Moscow, Smolensky Boulevard, Study (1916) Wassily Kadinsky source Wikiart |
This book served not only as a platform for Chernyshevsky’s ideas, but it was also a response to Ivan Turgenev’s Fathers and Sons. In Turgenev’s novel, Turgenev explores the relationship between reason and emotion, or perhaps how emotion can undermine one’s ideology. In Fathers and Sons, both the nihilist Bazarov’s ideology and his underdeveloped grasp of emotion appear to cancel each other out, leaving him in a morass of ineffectuality in either. In contrast, the nobleman Kirsanov reaches a level of contentment using a combination of idealism and reason, mirrored in his recognition of family values, the importance of nature and the land on which he lives.
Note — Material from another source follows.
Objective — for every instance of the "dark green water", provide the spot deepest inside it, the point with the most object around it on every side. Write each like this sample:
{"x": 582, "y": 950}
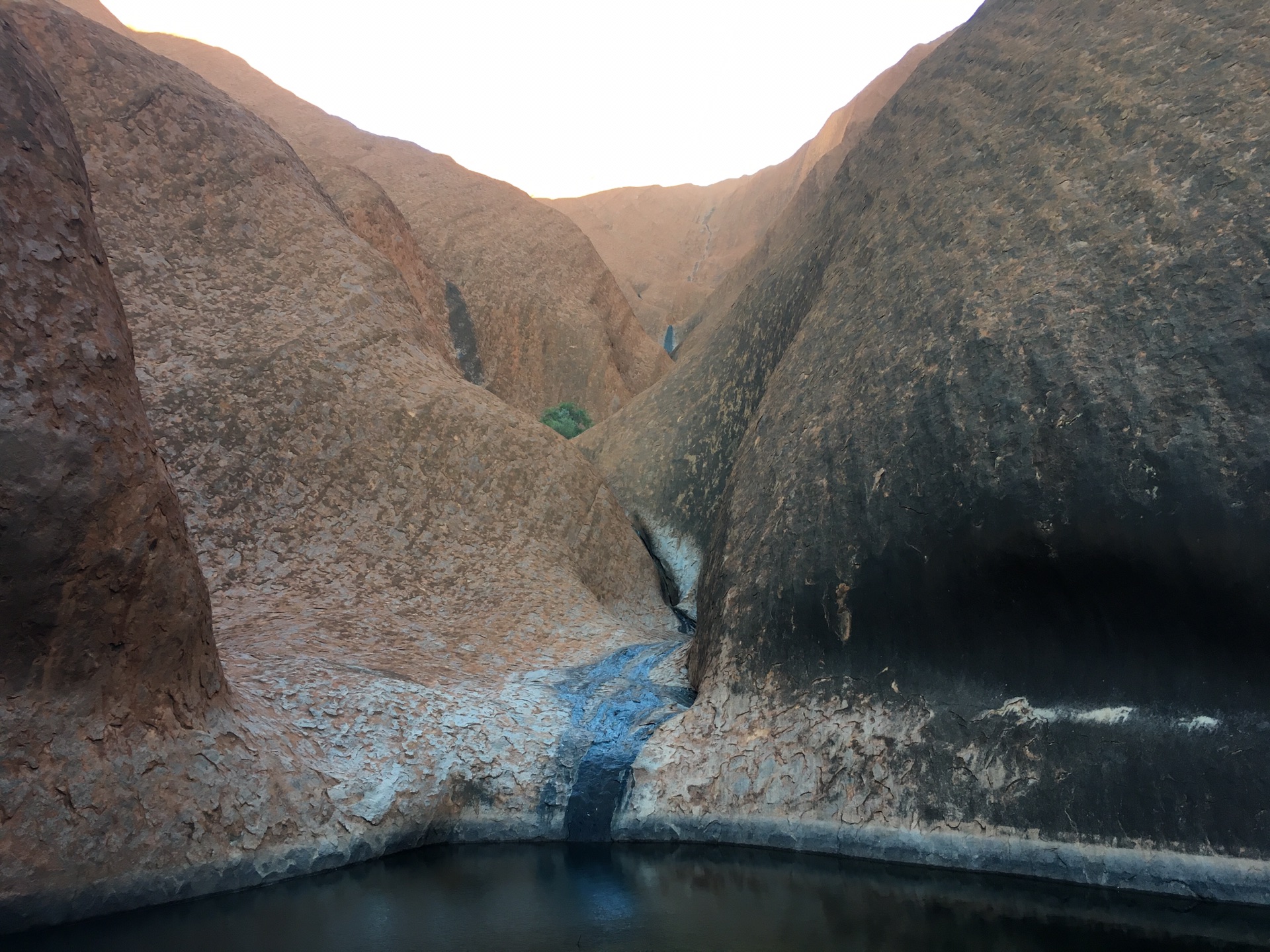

Chernyshevsky despised the novel and Turgenev’s portrayal of “new men”; with his novel, he strove to counter the portrayal, borrowing character names from Turgenev and metamorphosing Bazarov’s nihilism into rational egoism for what he thought allowed for more efficient action. The ongoing debate continued with Fyodor Dostoyevsky’s response to What is To Be Done?, in his Notes from the Underground.
Perhaps I was suffering with extreme impatience with naive “genius” philosophers and writers, but the impatience only increased with Chernyshevsky. Not only were his ideas born of some unrealistic fantasy, but the structure of his book was tedious. The book wasn’t really a story, it was merely Chernyshevsky’s ideas. Everyone is subordinate to his ideas, from his plot, to his characters, even his reader cannot escape. While I know that authors control their stories, I like to feel their stories control them to some degree; that the story is born inside of them with not only the passionate ideas that they breed, but perhaps with an insight that is not quite explored or realized. Then, voilà! A “conversation” is begun between reader and writer. Yet, with Chernyshevsky, this certainly wasn’t the case. Instead of speaking with you, he speaks at you. In fact, he goes so far as to address his readers with an intentional condescension, not only confessing what he is doing to you with his prose, but leading you down garden paths of supposition, professing your own ideas and putting words in your mouth, then calling you an idiot because you followed what he was offering you. I don’t understand it. Often these people profess to know all the ills of society and all the solutions, but they have absolutely no social skills or even an appearance of love for humanity at all; or at least it doesn’t come out in their work.
Chernyshevsky What Is To Be Done Pdf Document
I’m going to read Notes from the Underground next to finish this conversation. Dostoyevsky confuses me, but he has to be better than Chernyshevsky. Doesn’t he ………???